I'm binge watching all your lectures!
This lecture was awesome, sir!
Many thanks!
sorry for the disturbance, the link that you have provided for debian is 12.6.0, but what you have used in the video is 11.5.0, can you please provide the link for 11.5.0?
No bother, yeah It seems a newer version was released, you can always get the older versions from the archives, a direct link to the 11.5.0 netinst image: cdimage.debian.org/mirror/cdimage/archive/11.5.0/amd64/iso-cd/debian-11.5.0-amd64-netinst.iso
@@DannyArends thanks a ton
What to do if the compilation for trimmomatic has mot been done?
In that case just download trimmomatic v0.39 from here: www.usadellab.org/cms/uploads/supplementary/Trimmomatic/Trimmomatic-0.39.zip and extract it.
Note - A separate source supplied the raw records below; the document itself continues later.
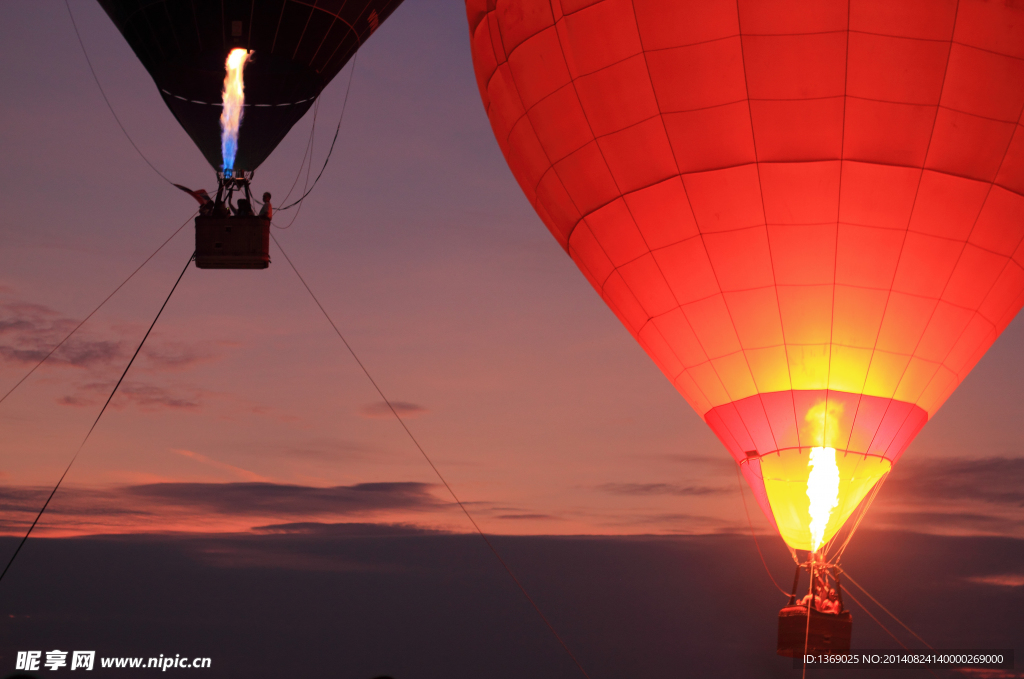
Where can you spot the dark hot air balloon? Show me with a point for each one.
(297, 48)
(238, 75)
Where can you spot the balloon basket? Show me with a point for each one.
(232, 242)
(826, 633)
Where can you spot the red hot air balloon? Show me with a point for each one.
(809, 213)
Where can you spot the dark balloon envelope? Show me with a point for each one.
(297, 49)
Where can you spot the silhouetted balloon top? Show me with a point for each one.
(809, 213)
(297, 49)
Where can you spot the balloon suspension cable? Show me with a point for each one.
(879, 623)
(307, 156)
(860, 517)
(430, 462)
(810, 603)
(93, 311)
(757, 545)
(890, 613)
(109, 104)
(96, 421)
(308, 166)
(344, 104)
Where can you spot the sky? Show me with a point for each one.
(245, 420)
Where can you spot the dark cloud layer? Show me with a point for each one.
(29, 332)
(995, 480)
(360, 601)
(177, 504)
(280, 499)
(658, 489)
(379, 410)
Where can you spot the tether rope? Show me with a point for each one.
(341, 118)
(93, 311)
(426, 457)
(858, 586)
(96, 421)
(109, 105)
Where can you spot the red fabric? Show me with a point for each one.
(777, 197)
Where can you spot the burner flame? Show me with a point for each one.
(233, 97)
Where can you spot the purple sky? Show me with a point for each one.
(530, 397)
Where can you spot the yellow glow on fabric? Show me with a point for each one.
(822, 492)
(785, 477)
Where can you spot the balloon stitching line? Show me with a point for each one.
(430, 462)
(96, 421)
(756, 544)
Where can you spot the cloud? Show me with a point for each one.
(239, 471)
(346, 529)
(1005, 580)
(187, 507)
(176, 355)
(284, 500)
(380, 410)
(29, 332)
(992, 480)
(147, 397)
(658, 489)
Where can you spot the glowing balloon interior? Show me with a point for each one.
(808, 213)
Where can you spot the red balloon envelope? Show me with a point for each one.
(808, 213)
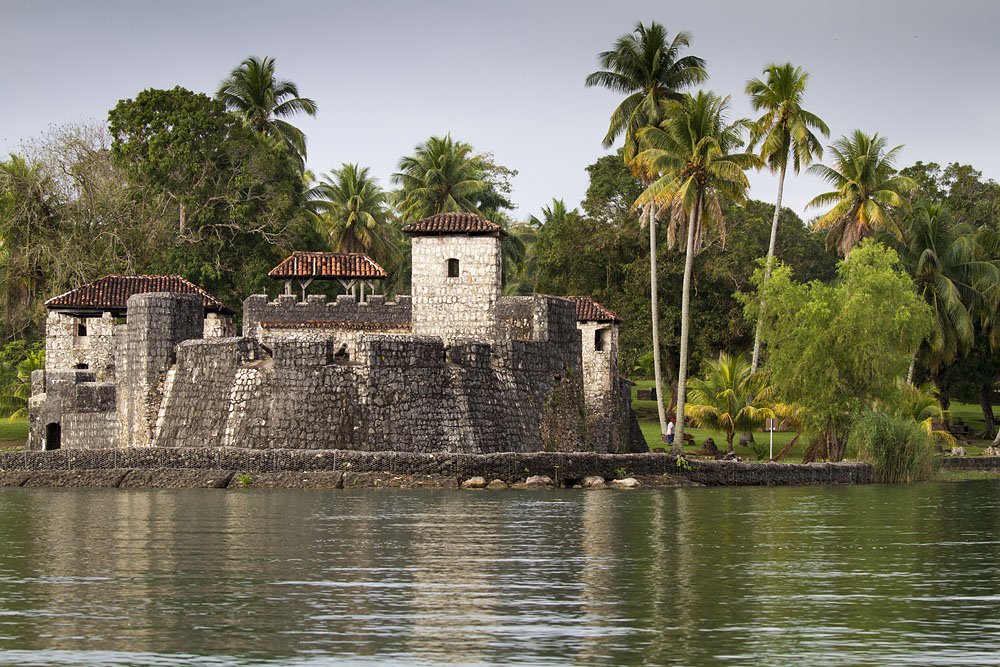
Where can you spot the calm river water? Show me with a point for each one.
(776, 576)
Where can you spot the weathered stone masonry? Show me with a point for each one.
(457, 368)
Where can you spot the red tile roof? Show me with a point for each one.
(111, 293)
(350, 325)
(325, 265)
(588, 310)
(454, 223)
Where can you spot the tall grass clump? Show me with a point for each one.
(897, 447)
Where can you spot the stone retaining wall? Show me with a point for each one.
(984, 463)
(21, 468)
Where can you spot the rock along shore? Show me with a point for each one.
(297, 468)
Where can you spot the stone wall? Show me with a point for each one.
(511, 467)
(66, 349)
(157, 322)
(73, 412)
(403, 393)
(606, 424)
(287, 308)
(463, 306)
(344, 335)
(218, 326)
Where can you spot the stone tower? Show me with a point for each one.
(602, 386)
(456, 276)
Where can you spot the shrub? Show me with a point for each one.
(898, 449)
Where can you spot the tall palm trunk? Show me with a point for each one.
(678, 446)
(655, 306)
(767, 270)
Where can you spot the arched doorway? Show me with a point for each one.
(53, 436)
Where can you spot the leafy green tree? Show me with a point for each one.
(238, 200)
(14, 398)
(650, 72)
(955, 278)
(784, 131)
(971, 199)
(253, 92)
(695, 151)
(444, 176)
(731, 397)
(867, 193)
(837, 349)
(354, 214)
(29, 221)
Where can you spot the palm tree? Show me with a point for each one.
(354, 213)
(867, 190)
(731, 398)
(252, 92)
(922, 406)
(651, 72)
(785, 130)
(951, 271)
(443, 176)
(15, 402)
(694, 150)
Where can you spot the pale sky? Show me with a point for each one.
(507, 77)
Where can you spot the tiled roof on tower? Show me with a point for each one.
(111, 293)
(588, 310)
(442, 224)
(328, 265)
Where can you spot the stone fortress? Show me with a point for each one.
(153, 361)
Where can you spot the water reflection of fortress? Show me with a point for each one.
(139, 361)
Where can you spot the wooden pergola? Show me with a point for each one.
(354, 271)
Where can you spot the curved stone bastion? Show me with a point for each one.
(456, 367)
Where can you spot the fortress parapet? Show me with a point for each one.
(457, 368)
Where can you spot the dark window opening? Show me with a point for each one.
(602, 339)
(53, 436)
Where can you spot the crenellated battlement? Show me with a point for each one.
(317, 308)
(459, 368)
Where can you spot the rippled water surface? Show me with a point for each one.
(793, 576)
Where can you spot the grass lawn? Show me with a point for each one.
(972, 415)
(13, 434)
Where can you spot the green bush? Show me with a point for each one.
(898, 449)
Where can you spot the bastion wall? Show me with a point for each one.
(395, 393)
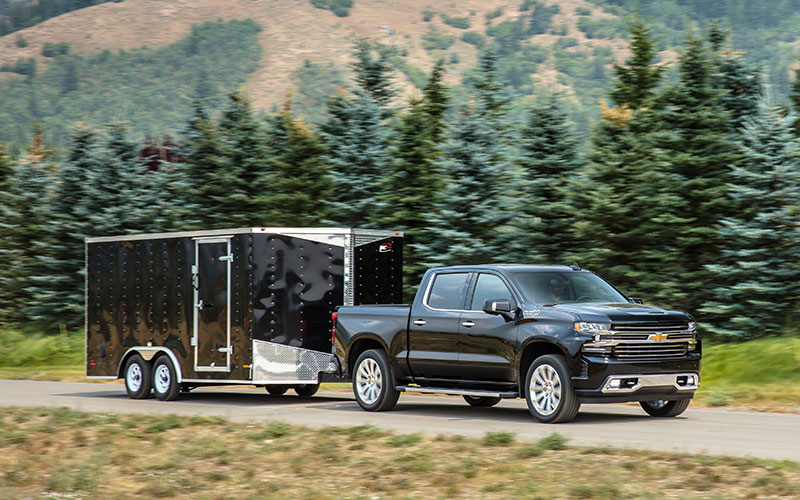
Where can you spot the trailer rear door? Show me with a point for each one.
(212, 292)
Make sure to update the script to reflect that you're using 0.39 not 0.40-rc1
@@DannyArends thank you so much and also the virtual box version what you have used in the tutorial and the one in the pdf is different, is it fine?
The version of virtual box should not matter, the important part is to use the same Debian version
Hi , there's a problem in running trimmomatic, it says unable to access jarfile dist/jar/trimmomatix-0.40-rcl.jar
This error means that the trimmomatic jar file wasn't found at the path specified. Use the debian file browser to confirm that the file is really there.
Hi Danny, i have 16gb RAM memory in my laptop, will i be able to do RNA seq?
For smaller data sets and genomes, 16 Gb will be enough (e.g. Yeast, Bacteria, Bees, some Plants). For Mouse or Human, 16 Gb is probably not going to be enough, and 32 / 64 Gb is going to be the minimum.